Marcus Johansson was added to PP1 while Evgeny Kuznetsov was bumped down to the second group.
1st PP Unit
NHL.com’s Tom Gulitti reports that Johansson will play in the goal line position while Dylan Strome will skate at the half-wall quarterback position that Kuznetsov was previously in. Johansson, who is exceptional at carry-ins, is very familiar with the down-low spot because it’s where he played his previous stint with the Capitals.
“We’re just looking for changes,” Laviolette said. “[We had] a starting point and we’ve been there for a little bit and it hasn’t worked and hasn’t produced. Let’s take a look at something else and see if that works.”
Turning to Johansson for his new role does have a successful precedent. During his first seven seasons with the Caps, only Alex Ovechkin and Nicklas Backstrom played more time on the power play than Johansson. Johansson’s 84 power-play points ranked fourth on the team during that same time span.

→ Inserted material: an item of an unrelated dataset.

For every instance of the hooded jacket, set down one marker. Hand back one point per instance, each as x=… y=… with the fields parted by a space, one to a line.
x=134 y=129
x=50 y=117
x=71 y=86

The moves come after Laviolette said the unit’s decision-making and execution are what has contributed to its freezing-cold start.
“A lot of it is execution,” Laviolette said postgame Thursday. “We’ve got to be better with what we’re doing out on the ice. We’ll go back and continue to work on it, but for me, I think the execution has got to be better. The decision-making, it’s what you’re doing, it’s what you’re thinking, it’s how we’re moving the puck. It’s gotta be better.”
The Capitals have struggled on the man advantage without Nicklas Backstrom, who remains out due to hip issues. Strome will be the next player to step up at the half-wall position that the Swedish center used to occupy.
“He was good there,” Laviolette said of Strome. “He became an option to shoot. He became an option to make plays. Again, just to change it. It hasn’t worked the way we wanted it to, to start.”
The second unit at the morning skate sported Kuznetsov at center with wingers Anthony Mantha and Connor Brown. The two defensemen are Dmitry Orlov and Erik Gustafsson.
Laviolette did not call the move a demotion for Kuznetsov and was frank that he just wants production from the units as a whole.
“We’re going to need both units,” Laviolette said. “The way it’s worded in the room, the unit that gets going is the unit that goes out for the next power play.”